Robert Draper

Personal information
- Full name: Robert William Draper
- Born: 20 January 1903 Calcutta (now Kolkata), Bengal, India
- Died: 29 August 1987 (aged 84) Cowie's Hill, Durban, Natal, South Africa
- Batting: Right-handed
- Bowling: Left-arm medium pace

Domestic team information
- 1925–1929: Somerset

Career statistics
| Competition | FC |
| Matches | 3 |
| Runs scored | 20 |
| Batting average | 4.00 |
| 100s/50s | 0/0 |
| Top score | 11 |
| Balls bowled | 505 |
| Wickets | 6 |
| Bowling average | 36.83 |
| 5 wickets in innings | 0 |
| 10 wickets in match | 0 |
| Best bowling | 3/73 |
| Catches/stumpings | 2/– |
- Source: CricketArchive, 22 December 2015

= Robert Draper (cricketer) =

English cricketer

Robert William Draper (20 January 1903 – 29 August 1987) played first-class cricket for Somerset in three matches, two in the 1925 season and one in 1929. He was born at Calcutta, India and died at Cowie's Hill, Durban, South Africa.

Draper was a left-arm medium pace bowler and a tail-end batsman.
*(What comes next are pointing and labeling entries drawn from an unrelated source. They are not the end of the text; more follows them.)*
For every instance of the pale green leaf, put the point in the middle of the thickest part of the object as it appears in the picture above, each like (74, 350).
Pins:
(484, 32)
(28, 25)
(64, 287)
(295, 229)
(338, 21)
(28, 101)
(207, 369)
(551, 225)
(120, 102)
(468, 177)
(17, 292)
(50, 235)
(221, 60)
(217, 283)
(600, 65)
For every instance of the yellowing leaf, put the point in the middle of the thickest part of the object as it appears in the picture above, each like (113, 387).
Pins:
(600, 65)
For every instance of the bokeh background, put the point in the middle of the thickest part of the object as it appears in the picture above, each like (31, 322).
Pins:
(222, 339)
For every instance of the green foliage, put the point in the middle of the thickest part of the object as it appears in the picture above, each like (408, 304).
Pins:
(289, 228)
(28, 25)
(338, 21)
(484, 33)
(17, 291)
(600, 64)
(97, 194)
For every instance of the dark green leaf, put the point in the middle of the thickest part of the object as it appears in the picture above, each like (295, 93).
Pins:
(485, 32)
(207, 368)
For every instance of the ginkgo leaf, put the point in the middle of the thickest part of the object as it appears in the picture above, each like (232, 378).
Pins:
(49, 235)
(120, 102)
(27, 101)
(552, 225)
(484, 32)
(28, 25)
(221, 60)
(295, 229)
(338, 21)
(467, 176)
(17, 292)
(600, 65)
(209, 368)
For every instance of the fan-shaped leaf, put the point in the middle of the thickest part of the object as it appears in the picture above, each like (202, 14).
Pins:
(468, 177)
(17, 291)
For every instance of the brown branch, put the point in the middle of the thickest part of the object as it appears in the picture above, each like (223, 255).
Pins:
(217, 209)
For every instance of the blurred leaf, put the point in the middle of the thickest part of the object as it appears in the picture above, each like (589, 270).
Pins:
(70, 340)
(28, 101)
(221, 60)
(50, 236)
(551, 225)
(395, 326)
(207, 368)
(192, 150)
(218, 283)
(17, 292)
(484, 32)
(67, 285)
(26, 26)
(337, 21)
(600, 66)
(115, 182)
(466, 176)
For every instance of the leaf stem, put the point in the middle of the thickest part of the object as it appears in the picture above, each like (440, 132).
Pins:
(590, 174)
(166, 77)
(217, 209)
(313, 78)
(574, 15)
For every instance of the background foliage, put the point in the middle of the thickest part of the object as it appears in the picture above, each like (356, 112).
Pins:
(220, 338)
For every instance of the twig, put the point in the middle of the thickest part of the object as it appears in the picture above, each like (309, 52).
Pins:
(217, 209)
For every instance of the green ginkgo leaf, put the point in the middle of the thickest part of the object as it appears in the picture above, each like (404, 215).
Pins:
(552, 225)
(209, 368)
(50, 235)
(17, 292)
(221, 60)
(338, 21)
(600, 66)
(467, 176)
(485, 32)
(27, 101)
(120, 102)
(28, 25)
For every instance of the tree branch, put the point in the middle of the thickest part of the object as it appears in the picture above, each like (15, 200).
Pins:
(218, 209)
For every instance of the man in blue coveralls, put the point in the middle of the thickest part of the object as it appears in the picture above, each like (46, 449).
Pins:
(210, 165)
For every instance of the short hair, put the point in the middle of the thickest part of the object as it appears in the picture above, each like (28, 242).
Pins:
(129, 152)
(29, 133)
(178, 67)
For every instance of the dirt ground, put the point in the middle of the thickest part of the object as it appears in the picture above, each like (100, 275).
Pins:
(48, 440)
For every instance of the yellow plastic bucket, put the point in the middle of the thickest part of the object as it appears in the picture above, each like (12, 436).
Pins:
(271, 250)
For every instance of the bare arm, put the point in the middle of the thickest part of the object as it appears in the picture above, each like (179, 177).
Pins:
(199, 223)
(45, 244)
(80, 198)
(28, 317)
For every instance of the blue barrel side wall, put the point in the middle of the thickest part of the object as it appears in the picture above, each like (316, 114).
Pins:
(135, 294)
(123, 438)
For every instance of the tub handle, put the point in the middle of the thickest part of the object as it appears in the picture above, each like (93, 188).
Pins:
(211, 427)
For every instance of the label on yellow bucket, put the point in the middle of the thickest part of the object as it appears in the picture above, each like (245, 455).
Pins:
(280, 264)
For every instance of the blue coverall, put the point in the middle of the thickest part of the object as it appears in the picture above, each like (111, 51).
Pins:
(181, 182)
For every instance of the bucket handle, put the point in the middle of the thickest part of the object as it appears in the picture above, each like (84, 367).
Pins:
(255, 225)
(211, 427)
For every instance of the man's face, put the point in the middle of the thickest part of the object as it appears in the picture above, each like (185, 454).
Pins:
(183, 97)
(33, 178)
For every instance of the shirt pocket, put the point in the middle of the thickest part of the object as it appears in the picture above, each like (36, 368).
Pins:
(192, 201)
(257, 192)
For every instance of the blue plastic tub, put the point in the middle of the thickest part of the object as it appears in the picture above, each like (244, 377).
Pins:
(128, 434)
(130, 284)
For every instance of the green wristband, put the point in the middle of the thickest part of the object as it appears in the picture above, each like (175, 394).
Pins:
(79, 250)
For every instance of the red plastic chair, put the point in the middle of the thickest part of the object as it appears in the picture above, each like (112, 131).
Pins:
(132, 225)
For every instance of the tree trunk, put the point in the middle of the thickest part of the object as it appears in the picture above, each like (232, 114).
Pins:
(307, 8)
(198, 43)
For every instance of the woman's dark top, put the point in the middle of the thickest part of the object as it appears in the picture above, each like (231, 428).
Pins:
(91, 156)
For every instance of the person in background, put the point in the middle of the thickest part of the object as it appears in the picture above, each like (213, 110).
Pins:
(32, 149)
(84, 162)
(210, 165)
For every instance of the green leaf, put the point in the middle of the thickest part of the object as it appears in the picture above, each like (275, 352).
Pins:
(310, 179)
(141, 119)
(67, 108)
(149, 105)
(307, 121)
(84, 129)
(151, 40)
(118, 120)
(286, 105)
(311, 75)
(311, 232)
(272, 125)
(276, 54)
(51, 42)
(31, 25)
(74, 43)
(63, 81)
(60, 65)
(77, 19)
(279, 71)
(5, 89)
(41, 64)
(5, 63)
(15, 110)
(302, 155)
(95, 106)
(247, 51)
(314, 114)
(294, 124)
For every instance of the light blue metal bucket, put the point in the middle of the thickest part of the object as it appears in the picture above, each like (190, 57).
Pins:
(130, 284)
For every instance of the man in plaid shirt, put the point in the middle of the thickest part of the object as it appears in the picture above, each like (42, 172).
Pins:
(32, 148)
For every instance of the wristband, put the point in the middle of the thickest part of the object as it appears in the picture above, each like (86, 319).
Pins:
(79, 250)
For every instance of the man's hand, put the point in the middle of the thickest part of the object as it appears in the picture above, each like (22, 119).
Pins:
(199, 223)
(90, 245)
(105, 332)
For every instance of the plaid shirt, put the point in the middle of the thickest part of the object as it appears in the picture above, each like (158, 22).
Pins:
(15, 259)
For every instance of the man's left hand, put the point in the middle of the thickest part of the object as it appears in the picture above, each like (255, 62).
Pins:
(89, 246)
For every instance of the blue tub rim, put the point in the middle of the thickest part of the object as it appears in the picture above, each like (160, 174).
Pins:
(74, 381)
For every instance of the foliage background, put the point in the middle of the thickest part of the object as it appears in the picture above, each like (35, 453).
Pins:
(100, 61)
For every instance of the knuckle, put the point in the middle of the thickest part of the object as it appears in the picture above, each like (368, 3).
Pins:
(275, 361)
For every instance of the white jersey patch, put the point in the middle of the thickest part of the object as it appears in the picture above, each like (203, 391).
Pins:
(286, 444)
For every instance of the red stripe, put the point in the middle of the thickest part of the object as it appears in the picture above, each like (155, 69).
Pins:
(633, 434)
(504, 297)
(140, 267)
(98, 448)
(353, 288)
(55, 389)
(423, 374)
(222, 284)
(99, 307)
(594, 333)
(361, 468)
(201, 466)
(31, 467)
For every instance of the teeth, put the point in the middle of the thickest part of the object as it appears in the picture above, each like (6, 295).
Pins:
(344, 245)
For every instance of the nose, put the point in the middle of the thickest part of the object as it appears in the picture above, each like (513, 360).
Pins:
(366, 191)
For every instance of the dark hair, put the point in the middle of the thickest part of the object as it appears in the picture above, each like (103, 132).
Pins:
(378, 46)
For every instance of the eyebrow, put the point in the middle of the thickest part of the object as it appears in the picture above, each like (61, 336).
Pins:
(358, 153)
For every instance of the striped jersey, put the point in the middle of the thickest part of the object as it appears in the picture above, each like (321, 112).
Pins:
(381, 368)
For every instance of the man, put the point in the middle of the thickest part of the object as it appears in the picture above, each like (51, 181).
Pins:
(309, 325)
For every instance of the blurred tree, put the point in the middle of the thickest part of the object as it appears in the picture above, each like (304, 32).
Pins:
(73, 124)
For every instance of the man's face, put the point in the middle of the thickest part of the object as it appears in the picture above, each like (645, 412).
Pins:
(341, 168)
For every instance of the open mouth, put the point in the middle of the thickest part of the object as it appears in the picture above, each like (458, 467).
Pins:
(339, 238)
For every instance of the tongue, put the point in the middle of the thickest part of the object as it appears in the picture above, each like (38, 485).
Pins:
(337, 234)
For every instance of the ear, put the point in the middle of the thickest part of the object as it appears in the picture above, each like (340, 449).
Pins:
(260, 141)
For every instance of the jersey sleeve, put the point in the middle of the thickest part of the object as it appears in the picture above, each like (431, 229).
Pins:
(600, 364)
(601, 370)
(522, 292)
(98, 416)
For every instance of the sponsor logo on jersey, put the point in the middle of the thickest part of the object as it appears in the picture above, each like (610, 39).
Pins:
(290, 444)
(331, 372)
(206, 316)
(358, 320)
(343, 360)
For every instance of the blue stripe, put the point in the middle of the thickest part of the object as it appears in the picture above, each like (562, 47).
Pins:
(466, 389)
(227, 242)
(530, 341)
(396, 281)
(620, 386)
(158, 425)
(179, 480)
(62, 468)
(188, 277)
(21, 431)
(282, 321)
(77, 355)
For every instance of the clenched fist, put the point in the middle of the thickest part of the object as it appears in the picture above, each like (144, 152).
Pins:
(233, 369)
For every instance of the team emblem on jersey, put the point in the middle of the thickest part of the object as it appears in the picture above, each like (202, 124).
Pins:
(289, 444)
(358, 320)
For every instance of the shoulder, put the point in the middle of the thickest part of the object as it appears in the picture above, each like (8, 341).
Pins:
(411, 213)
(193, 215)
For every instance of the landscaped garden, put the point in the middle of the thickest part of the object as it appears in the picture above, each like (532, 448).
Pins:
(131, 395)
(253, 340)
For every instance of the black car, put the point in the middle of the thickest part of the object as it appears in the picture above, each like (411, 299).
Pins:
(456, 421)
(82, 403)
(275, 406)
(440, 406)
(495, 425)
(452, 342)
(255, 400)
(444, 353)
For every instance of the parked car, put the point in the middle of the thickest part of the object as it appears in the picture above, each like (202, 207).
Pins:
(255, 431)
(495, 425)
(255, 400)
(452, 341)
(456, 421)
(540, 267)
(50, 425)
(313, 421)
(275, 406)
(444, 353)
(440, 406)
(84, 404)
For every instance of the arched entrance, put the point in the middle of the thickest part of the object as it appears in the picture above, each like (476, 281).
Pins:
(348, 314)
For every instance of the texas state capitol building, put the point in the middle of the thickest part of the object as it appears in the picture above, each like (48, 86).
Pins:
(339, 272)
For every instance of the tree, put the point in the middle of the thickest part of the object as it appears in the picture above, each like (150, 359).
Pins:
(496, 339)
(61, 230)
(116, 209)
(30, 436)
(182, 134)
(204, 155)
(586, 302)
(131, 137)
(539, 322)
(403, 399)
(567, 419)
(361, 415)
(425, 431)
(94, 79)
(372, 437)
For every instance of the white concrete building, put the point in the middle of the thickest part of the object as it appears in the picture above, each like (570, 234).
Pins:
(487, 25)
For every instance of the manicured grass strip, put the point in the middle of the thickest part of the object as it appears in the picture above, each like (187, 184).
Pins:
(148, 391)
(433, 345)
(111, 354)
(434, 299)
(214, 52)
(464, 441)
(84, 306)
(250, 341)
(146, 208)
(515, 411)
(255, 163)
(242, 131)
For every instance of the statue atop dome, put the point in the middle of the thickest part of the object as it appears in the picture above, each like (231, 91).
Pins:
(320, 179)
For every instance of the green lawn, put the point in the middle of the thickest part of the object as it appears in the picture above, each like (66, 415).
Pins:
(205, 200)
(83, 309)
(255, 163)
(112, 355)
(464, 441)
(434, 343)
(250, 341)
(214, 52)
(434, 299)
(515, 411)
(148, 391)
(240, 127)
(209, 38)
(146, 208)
He opened the Somerset bowling in each of his three matches for the team, and took three wickets in an innings in both of his matches in the 1925 season; however, both Cambridge University and Essex scored more than 400 in the innings where Draper took wickets. His single game in 1929, against Northamptonshire, was not a success: he failed to take a wicket or score a run.

Draper's record as a batsman was negligible: he scored 20 runs in four innings. It is not clear whether he batted right- or left-handed. His obituary in Wisden Cricketers' Almanack in 1988 says left-handed; his Cricketarchive profile says right.